Konu Kim, remplaçant Alexey Neklyudov, propose un Ferrando légèrement sous-employé qui agit toutefois comme un excellent contrepoids au Guglielmo de Rendall. L'aria est dramatiquement simple et sans complication (faisant oublier combien elle est plus difficile qu'il n'y paraît). Les fioritures sont élégantes surtout dans les sommets de la gamme. Il sait ensuite chanter ses louanges dans le style d'une gavotte, puis offrir encore un côté très différent du personnage excellant dans ses solos mais encore à son meilleur dans le récitatif accompagné passionné où il s'efforce d'accepter sa trahison (particulièrement convaincant dans le passage "A trarle il cor dal scellerato petto"-"Pour arracher le cœur de sa méchante poitrine” en désespérant tremolando).
Le récit de Così fan tutte est mené par les machinations de Don Alfonso, aidé et encouragé par la servante des sœurs, Despina. Alessandro Corbelli est dans son élément ici (Don Alfonso étant un rôle idéal pour un artiste qui a Gianni Schicchi, Dandini, Don Pasquale et bien sûr Leporello dans son répertoire). Son baryton agile ancre et anime les échanges vifs avec tous les autres membres de la distribution, efficace dans tous les registres et magnifiquement articulé autant que nuancé.
La Despina d'Hera Hyesang Park surjoue un peu au premier acte (insistant sur le burlesque aux dépens de l’intelligibilité des intrigues) mais le contrôle revient au deuxième acte où son vrai caractère se révèle. Sa prononciation italienne est hélas émaillée d'erreurs (étrange pour une diplômée de la prestigieuse Juilliard School). Sa voix se déplace cependant sans effort dans le registre supérieur, presque trop doucement pour le personnage, mais en montrant une cohérence de ton et des articulations brillantes.
Julie Boulianne remplace Kayleigh Decker dans le rôle de Dorabella et offre une interprétation très subtile, avec une technique vocale sans faille. Son mezzo nourrit pleinement la partie grave des duos féminins, elle offre des sons merveilleux et elle sait mener avec évidence le registre buffo d'une parodie d'aria seria.

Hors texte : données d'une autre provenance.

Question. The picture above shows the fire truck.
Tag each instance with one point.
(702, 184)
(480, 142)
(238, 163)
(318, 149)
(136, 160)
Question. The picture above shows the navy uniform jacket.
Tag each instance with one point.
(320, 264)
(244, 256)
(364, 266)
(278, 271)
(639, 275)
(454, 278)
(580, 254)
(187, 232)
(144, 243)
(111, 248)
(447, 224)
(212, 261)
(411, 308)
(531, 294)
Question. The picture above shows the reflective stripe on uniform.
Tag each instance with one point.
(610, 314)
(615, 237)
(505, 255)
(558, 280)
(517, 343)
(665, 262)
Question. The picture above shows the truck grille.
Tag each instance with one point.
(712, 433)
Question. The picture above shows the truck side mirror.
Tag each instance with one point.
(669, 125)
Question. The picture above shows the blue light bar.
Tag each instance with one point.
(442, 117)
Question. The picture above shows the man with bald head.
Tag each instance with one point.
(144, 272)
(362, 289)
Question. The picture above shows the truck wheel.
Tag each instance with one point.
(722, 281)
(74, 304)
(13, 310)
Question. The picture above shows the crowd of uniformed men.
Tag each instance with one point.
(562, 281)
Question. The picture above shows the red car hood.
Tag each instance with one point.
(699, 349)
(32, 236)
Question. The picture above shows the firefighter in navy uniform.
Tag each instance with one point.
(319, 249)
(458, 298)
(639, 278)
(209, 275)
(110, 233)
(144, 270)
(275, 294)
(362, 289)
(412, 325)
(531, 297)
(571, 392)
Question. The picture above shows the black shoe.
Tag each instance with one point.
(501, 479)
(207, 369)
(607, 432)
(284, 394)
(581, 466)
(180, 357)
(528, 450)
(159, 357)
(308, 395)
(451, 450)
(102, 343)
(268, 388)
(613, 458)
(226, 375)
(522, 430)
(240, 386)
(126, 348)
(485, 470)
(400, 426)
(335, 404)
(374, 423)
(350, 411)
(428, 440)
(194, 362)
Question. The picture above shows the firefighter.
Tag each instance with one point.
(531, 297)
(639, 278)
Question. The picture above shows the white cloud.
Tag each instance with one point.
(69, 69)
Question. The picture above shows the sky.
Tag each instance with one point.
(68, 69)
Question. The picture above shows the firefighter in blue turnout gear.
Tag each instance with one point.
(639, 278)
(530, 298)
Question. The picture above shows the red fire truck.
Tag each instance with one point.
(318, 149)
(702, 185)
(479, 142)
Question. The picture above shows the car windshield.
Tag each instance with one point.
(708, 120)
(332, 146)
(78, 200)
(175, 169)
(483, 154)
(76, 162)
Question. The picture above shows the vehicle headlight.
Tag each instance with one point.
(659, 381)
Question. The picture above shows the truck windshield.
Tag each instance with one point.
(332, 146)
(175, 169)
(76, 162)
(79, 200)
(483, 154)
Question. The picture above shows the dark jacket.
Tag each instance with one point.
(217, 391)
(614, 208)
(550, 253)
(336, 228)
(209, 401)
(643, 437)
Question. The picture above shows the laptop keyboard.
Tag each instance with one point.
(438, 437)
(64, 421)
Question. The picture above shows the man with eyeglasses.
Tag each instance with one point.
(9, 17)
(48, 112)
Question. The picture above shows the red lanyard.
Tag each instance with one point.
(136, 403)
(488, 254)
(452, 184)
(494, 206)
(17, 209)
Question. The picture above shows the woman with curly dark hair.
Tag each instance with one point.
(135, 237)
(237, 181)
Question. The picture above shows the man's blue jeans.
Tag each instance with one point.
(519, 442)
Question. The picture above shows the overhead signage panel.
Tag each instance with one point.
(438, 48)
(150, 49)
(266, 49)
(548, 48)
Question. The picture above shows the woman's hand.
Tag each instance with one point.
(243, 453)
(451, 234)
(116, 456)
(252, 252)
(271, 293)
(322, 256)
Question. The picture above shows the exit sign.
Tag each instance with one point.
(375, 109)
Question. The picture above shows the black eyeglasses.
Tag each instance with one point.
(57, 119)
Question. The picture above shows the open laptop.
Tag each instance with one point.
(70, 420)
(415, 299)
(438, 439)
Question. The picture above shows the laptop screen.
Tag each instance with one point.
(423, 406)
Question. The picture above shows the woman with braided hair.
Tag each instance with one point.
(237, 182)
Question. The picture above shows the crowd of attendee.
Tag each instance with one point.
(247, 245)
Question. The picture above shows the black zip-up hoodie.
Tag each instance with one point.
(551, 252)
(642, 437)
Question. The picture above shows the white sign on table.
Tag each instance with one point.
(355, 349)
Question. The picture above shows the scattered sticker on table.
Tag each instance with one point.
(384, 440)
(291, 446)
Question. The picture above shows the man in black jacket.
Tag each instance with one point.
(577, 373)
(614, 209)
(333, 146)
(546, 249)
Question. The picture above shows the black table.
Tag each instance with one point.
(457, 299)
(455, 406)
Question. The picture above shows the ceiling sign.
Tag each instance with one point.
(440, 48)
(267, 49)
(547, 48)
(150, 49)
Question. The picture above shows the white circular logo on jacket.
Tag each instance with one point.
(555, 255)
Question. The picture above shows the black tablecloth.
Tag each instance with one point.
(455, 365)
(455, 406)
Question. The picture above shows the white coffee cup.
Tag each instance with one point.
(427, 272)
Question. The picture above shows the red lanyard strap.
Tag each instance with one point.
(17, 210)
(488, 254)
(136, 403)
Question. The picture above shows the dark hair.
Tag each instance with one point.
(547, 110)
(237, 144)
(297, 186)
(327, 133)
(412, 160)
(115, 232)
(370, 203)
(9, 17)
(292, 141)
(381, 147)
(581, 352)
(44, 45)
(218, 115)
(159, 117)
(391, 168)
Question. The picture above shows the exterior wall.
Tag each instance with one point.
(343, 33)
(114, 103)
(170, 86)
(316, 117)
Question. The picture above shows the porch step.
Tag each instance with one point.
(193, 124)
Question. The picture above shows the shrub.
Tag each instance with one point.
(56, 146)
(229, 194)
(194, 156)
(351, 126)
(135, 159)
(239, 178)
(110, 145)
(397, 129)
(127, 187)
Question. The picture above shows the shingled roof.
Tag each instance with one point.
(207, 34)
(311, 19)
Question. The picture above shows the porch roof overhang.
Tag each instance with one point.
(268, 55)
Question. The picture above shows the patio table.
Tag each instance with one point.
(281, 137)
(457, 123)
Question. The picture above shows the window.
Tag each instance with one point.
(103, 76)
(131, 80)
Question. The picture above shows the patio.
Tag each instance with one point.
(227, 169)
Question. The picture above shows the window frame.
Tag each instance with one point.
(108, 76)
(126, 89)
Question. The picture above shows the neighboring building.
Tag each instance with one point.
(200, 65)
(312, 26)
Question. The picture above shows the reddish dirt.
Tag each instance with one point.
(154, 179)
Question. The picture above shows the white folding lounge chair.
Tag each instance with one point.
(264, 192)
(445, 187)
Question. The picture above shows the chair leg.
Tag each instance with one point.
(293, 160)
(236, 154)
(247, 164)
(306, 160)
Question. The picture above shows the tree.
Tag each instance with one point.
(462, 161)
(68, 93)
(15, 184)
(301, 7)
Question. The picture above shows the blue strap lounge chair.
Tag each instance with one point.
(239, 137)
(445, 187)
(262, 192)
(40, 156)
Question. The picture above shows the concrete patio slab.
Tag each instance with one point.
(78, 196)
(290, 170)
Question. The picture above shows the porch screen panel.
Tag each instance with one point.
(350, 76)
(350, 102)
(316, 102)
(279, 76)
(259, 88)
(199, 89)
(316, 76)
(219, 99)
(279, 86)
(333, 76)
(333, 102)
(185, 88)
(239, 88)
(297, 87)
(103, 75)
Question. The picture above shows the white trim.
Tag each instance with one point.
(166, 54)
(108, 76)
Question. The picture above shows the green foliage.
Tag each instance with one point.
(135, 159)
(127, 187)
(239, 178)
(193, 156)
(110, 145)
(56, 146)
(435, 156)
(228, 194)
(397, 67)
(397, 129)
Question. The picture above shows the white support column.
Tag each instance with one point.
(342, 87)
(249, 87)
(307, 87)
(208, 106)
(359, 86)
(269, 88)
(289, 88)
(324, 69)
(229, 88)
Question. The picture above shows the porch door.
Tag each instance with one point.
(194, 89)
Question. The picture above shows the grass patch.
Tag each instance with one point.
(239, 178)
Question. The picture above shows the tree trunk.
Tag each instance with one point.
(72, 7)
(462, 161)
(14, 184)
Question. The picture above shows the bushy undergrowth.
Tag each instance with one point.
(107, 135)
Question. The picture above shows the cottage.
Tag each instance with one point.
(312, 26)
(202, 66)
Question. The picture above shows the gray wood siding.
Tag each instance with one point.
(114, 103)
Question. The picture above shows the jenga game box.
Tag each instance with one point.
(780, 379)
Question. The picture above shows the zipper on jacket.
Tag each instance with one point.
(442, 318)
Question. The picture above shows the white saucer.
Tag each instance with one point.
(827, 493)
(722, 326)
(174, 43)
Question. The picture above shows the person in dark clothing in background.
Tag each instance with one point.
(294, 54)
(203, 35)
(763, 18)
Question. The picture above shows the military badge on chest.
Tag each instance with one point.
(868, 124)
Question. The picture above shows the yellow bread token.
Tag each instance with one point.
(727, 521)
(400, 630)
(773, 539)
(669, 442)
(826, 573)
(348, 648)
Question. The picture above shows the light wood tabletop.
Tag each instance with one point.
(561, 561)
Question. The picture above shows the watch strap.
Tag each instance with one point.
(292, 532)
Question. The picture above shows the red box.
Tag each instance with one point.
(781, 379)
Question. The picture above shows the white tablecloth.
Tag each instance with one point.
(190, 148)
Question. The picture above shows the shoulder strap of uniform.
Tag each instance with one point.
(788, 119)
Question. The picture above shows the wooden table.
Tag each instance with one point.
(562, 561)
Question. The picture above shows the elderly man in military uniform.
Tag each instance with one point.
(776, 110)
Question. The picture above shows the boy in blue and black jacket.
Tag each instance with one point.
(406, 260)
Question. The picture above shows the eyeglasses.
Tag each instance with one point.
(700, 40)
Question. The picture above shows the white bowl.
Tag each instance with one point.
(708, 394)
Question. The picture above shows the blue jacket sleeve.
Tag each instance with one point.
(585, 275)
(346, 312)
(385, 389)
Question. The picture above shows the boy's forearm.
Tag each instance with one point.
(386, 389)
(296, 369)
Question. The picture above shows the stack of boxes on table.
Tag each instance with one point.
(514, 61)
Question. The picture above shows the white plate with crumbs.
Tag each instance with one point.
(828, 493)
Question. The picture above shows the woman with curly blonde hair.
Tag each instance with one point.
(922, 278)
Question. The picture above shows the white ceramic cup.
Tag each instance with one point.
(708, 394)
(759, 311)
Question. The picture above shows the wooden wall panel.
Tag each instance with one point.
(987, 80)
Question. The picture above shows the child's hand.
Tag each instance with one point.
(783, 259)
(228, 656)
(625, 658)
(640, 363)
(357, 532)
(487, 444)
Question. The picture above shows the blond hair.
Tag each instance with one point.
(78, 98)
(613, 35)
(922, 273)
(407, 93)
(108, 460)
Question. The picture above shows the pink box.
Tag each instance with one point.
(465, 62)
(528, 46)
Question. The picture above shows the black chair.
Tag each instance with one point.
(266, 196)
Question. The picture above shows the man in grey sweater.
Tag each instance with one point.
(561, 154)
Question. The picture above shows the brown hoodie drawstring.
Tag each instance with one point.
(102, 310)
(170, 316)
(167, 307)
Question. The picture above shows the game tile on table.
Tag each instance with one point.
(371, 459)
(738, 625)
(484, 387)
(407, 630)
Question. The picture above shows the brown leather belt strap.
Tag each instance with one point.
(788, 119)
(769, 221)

Ida Falk Winland semble d'abord aussi peu à l'aise dans cette reprise de la version Hytner à Glyndebourne que pour la production d'Anne Teresa De Keersmaeker au Palais Garnier en 2017. Le vibrato plutôt serré a tendance à dériver ou la ligne à retomber. Elle se rassérène toutefois au moment du "Come scoglio" de l'acte I, mais après l'entracte, elle ne retrouve plus vraiment l'élasticité et le contrôle dont elle jouissait alors. Son caractère campe toutefois bien la sœur la plus récalcitrante, condamnée néanmoins à la trahison (comme le voudrait une lecture du livret de la fin du XVIIIe siècle).
Les chœurs sont absents, et ne font donc pas résonner le “Bella Vita Militar” à l'acte I ni le finale de l'acte II, mais les topoï militaires sont évidents dans la partition, et cette décision apparaît comme une nécessité et une réponse plus que raisonnable aux questions de coût et de distanciation sociale.
Pour ses débuts à Glyndebourne, le chef Riccardo Minasi assure la cohésion de l'ensemble avec seulement quelques défaillances. Le continuo est assuré de manière conservatrice (compte tenu de ce que les recherches musicologiques permettent de connaître désormais de l'accompagnement du recitativo semplice) ce qui paraît un peu gênant aux côtés des séduisants instruments à vent du XVIIIe siècle de l'Orchestra of the Age of Enlightenment, qui joue avec style et panache.